AH: How are your findings going to change the future of clinical use of hematopoietic stem cells and progenitors?

HB: This remains to be seen. I have been interested in cord blood transplantation since the early 1980s when I helped to initiate this clinical field. My lab continues to focus on basic science cell and intracellular mechanistic studies and pre-clinical animal models to better understand the regulation of HSCs, HPCs, and hematopoiesis in order to improve Hematopoietic Cell Transplantation in collaboration with our clinical colleagues.

We are working on different aspects of this, but one aspect is to improve the quality and quantity of collected cord blood, so that the cord blood banks have more potent cells to provide. Thus, we are currently following up on the results of our paper in Cell to find an easier, more simple and inexpensive means to counter the EPHOSS effect.

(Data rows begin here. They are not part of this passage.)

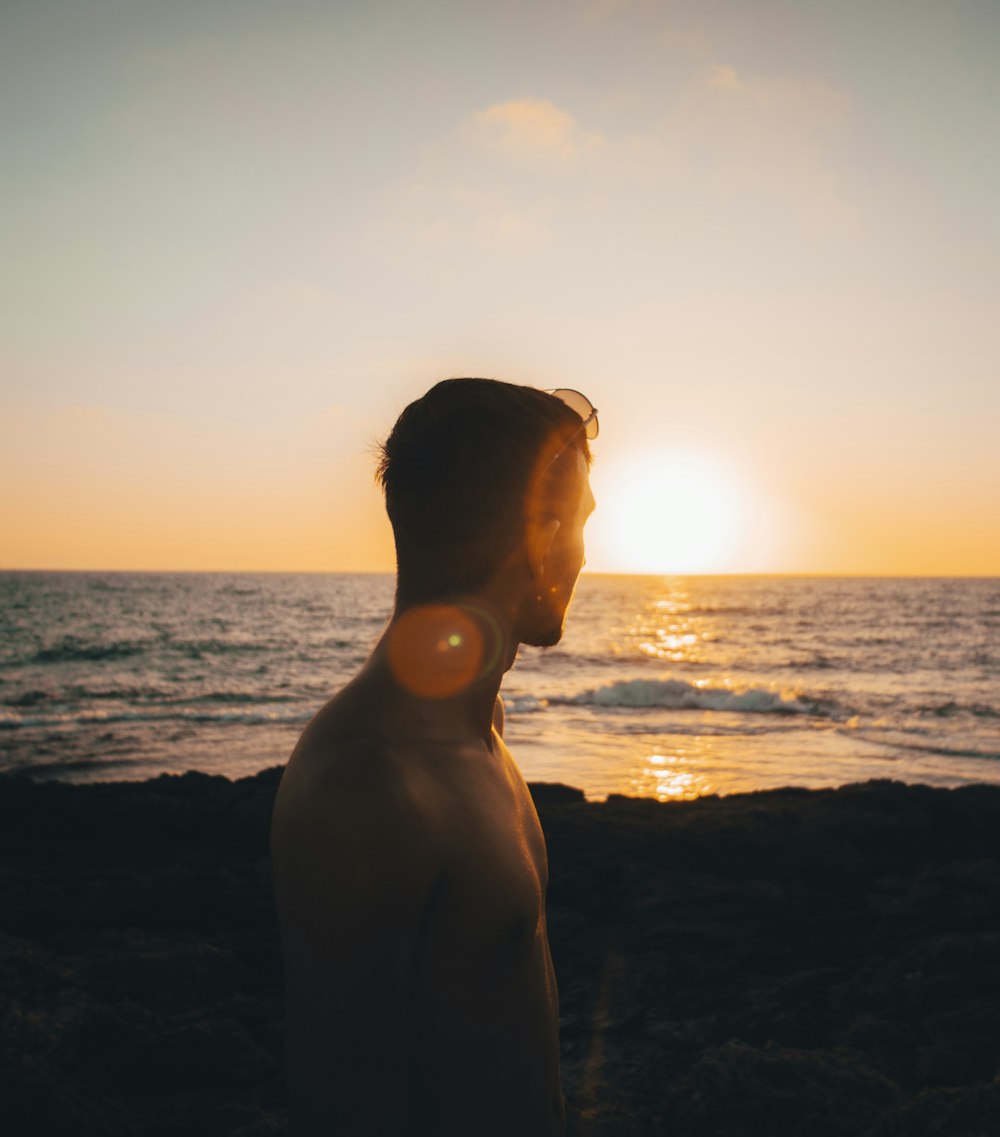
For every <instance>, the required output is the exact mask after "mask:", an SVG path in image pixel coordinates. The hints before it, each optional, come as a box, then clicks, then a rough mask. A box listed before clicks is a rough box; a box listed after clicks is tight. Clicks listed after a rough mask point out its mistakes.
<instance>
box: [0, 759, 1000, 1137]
mask: <svg viewBox="0 0 1000 1137" xmlns="http://www.w3.org/2000/svg"><path fill="white" fill-rule="evenodd" d="M280 775H281V770H280V767H275V769H272V770H266V771H263V772H261V773H259V774H258V775H257V777H255V778H244V779H241V780H239V781H228V780H227V779H225V778H218V777H208V775H206V774H198V773H188V774H183V775H172V777H161V778H157V779H153V780H151V781H147V782H108V783H97V785H84V786H73V785H65V783H57V782H38V783H36V782H32V781H30V780H27V779H25V778H11V777H3V778H0V921H2V922H0V993H2V996H3V1005H2V1011H0V1047H2V1063H3V1067H2V1068H3V1078H2V1080H0V1118H2V1119H3V1131H5V1132H6V1134H8V1135H11V1137H22V1135H25V1137H27V1135H32V1137H34V1135H45V1137H48V1135H51V1137H61V1135H67V1137H68V1135H70V1134H72V1135H73V1137H87V1135H102V1137H103V1135H109V1137H110V1135H115V1137H118V1135H122V1137H124V1135H142V1137H158V1135H165V1137H166V1135H172V1137H173V1135H176V1134H181V1132H183V1134H190V1135H193V1137H198V1135H202V1134H203V1135H213V1137H219V1135H230V1134H231V1135H241V1137H265V1135H268V1137H269V1135H274V1137H277V1135H283V1134H286V1132H288V1127H286V1121H285V1113H284V1088H283V1082H282V1073H281V1046H282V993H281V955H280V947H278V940H277V931H276V924H275V918H274V907H273V901H272V895H270V873H269V864H268V856H267V829H268V820H269V814H270V805H272V802H273V798H274V792H275V789H276V786H277V781H278V778H280ZM532 791H533V794H534V796H535V799H536V802H538V806H539V813H540V816H541V819H542V824H543V828H544V830H545V833H547V838H548V841H549V858H550V869H551V882H550V893H549V922H550V936H551V943H552V954H553V958H555V961H556V968H557V972H558V977H559V986H560V997H561V1012H563V1021H561V1040H563V1061H564V1084H565V1089H566V1096H567V1104H568V1112H569V1122H570V1135H572V1137H633V1135H635V1137H645V1135H650V1137H652V1135H661V1134H669V1135H672V1137H749V1135H760V1137H802V1135H806V1137H855V1135H858V1137H861V1135H864V1137H932V1135H941V1137H986V1135H991V1137H993V1135H995V1134H998V1132H1000V1071H998V1059H1000V787H989V786H975V787H967V788H963V789H956V790H942V789H930V788H927V787H923V786H903V785H900V783H897V782H868V783H865V785H860V786H849V787H844V788H842V789H839V790H808V791H807V790H795V789H788V790H776V791H770V792H761V794H749V795H738V796H733V797H724V798H701V799H699V800H697V802H686V803H670V804H659V803H656V802H651V800H641V799H627V798H618V797H613V798H610V799H609V800H608V802H607V803H602V804H595V803H588V802H584V800H583V796H582V794H581V792H580V791H577V790H573V789H569V788H568V787H552V786H534V787H532Z"/></svg>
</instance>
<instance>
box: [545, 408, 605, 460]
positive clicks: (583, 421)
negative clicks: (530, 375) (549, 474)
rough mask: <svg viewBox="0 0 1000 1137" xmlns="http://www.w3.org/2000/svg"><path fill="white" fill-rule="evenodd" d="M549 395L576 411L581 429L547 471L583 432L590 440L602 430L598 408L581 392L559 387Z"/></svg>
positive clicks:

In addition to finding other means to collect a more potent stem cell population, we continue to study how to better engraft these cells. We continue to study the effects of dipeptidylpeptidase 4/CD26 and its inhibition, as well as a number of new small molecules to enhance homing and engraftment.

 

AH: Thank you for taking time to answer our questions here at the Cytocentric Blog. We look forward to seeing your work spread across the community.

HB: Thank you giving me the opportunity to respond to your questions.

 

 

1. Mantel, C.R., et al., Enhancing Hematopoietic Stem Cell Transplantation Efficacy by Mitigating Oxygen Shock. Cell, 2015. 161(7): p. 1553-65.

2. Broxmeyer, H.E., et al., The importance of hypoxia and extra physiologic oxygen shock/stress for collection and processing of stem and progenitor cells to understand true physiology/pathology of these cells ex vivo. Curr Opin Hematol, 2015. 22(4): p. 273-8.